Addressing these questions requires experimental approaches that go beyond simplified laboratory systems. Urgent priorities include quantifying viral loads on airborne MNPs, testing their persistence under variable indoor and outdoor conditions, and directly assessing infectivity in model organisms or cell cultures. Equally critical is to disentangle the contribution of MNPs from other PM constituents. MNPs’ distinct physicochemical properties compared to conventional PMs may extend viral survival and facilitate transmission. Targeted studies that isolate these mechanisms will be essential to establish whether MNPs represent a distinct infectious risk.
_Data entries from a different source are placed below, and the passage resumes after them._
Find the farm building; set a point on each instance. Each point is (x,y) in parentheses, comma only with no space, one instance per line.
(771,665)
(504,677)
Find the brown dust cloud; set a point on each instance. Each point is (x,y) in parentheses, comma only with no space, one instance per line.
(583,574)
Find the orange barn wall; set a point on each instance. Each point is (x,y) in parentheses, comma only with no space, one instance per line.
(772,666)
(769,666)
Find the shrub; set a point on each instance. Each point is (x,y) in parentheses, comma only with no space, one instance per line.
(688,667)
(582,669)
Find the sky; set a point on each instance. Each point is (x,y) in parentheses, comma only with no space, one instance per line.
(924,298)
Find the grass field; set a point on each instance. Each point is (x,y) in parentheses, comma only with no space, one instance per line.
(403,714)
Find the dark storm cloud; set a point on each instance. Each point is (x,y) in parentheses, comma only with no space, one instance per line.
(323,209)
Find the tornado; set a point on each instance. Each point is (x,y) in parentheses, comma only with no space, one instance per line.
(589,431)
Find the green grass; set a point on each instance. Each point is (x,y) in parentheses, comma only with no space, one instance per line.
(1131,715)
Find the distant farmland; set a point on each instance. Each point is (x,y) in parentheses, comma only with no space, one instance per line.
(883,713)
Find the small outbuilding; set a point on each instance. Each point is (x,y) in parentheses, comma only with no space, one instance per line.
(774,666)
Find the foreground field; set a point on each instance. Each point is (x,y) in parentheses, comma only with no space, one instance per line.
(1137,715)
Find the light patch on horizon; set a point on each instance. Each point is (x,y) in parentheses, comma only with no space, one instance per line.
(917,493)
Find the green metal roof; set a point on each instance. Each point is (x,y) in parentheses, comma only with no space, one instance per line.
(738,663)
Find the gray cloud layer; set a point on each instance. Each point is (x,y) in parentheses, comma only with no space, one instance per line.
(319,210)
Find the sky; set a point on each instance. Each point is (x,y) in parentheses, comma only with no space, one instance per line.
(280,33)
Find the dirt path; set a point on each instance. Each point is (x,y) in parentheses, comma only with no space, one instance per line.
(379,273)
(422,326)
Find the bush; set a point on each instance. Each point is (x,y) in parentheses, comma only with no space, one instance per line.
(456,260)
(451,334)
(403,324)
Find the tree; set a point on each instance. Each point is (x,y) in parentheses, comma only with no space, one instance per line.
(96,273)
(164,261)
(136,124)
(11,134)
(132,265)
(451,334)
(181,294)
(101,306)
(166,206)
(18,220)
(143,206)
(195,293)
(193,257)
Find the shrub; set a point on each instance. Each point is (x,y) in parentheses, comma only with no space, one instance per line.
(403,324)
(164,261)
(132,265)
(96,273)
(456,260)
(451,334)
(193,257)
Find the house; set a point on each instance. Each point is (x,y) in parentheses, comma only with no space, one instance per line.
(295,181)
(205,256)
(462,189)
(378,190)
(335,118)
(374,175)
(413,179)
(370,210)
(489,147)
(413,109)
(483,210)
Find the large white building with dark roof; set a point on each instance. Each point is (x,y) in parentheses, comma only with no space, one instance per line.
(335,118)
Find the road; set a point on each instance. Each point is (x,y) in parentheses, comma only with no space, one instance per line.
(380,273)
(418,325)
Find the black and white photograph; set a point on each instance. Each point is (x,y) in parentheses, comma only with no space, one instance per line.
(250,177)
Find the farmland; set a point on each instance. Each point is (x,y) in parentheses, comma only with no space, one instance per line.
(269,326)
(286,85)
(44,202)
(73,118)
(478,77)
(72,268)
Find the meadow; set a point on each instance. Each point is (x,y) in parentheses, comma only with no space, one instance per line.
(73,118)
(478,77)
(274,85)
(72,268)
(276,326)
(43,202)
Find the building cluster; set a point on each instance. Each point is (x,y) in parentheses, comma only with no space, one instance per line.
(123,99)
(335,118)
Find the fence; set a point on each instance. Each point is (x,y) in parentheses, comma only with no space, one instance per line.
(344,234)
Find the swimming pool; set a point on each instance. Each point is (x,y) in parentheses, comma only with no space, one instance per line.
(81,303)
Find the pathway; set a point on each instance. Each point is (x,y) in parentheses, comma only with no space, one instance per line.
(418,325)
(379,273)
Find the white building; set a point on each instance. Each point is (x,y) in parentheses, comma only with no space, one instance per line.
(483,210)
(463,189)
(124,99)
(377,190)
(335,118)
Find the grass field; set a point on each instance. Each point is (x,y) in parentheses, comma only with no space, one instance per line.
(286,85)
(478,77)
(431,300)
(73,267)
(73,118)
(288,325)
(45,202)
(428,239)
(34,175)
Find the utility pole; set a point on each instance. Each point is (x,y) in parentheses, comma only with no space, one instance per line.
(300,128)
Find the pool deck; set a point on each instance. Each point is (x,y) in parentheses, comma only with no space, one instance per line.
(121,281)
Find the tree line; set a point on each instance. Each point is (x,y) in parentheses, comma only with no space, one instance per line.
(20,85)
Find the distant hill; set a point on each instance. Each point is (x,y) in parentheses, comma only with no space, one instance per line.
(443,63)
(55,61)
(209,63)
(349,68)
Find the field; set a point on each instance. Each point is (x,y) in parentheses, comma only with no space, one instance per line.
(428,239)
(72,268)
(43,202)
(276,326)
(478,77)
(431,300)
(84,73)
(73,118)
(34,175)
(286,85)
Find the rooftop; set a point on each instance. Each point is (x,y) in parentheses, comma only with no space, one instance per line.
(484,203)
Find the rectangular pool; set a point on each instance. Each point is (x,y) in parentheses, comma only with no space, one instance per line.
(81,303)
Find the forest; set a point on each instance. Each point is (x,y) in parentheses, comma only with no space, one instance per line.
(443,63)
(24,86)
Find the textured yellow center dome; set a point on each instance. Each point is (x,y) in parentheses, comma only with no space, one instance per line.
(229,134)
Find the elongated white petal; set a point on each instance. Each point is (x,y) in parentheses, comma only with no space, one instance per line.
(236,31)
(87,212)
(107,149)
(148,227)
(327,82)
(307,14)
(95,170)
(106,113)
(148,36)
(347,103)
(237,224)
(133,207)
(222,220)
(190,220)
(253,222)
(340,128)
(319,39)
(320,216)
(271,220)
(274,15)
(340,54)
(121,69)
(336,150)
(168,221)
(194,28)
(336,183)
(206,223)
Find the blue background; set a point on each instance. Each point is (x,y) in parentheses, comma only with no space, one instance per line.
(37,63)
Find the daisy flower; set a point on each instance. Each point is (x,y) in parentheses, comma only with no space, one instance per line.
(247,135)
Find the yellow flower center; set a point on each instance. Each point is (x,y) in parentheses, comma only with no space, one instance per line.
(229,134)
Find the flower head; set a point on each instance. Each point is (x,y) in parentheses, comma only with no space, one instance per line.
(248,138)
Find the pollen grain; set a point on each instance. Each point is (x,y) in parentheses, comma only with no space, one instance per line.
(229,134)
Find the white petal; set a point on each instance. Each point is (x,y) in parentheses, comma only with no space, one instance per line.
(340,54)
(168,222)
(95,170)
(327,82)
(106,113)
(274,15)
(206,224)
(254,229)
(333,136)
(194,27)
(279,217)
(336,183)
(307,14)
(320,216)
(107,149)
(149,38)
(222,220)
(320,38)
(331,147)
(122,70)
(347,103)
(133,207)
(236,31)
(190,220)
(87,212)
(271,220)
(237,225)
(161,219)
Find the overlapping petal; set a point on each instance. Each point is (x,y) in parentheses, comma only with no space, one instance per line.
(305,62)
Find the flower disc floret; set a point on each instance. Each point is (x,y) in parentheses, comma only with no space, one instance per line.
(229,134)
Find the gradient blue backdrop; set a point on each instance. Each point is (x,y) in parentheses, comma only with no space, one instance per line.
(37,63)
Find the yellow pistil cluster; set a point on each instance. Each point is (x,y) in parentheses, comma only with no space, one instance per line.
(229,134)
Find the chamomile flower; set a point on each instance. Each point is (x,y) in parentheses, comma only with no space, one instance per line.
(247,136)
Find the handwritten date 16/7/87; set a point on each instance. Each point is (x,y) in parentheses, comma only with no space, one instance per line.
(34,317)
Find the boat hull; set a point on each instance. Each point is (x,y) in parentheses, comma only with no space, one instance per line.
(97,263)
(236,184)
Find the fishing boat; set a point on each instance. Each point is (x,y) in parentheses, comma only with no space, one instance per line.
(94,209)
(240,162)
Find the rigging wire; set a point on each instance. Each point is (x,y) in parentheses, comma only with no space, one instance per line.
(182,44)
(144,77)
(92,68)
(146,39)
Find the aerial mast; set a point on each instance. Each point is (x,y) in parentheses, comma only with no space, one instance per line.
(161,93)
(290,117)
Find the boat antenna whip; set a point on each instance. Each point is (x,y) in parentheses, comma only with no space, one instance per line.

The implications of confirmation would be far-reaching. Plastics, once regarded as inert debris confined to soils and oceans, are now embedded in the air we breathe. If MNP-mediated transmission is validated, it would redefine our understanding of respiratory pathogen dynamics in polluted environments, with synthetic particles acting not only as pollutants but also as active vectors of disease. Urban and indoor settings, where airborne MNP concentrations are high and human exposure is continuous, may be especially critical foci for public health intervention.

Meeting this challenge requires more than speculation; it necessitates coordinated, multidisciplinary research. Ecotoxicologists, microbiologists, epidemiologists, and atmospheric scientists must collaborate to develop tools to track pathogen–MNP interactions across scales, from molecular adhesion to population-level infection dynamics. Such efforts could inform interventions ranging from indoor air filtration strategies to broader policies curbing MNP emissions. Until then, airborne MNPs remain an overlooked but potentially consequential driver of human disease.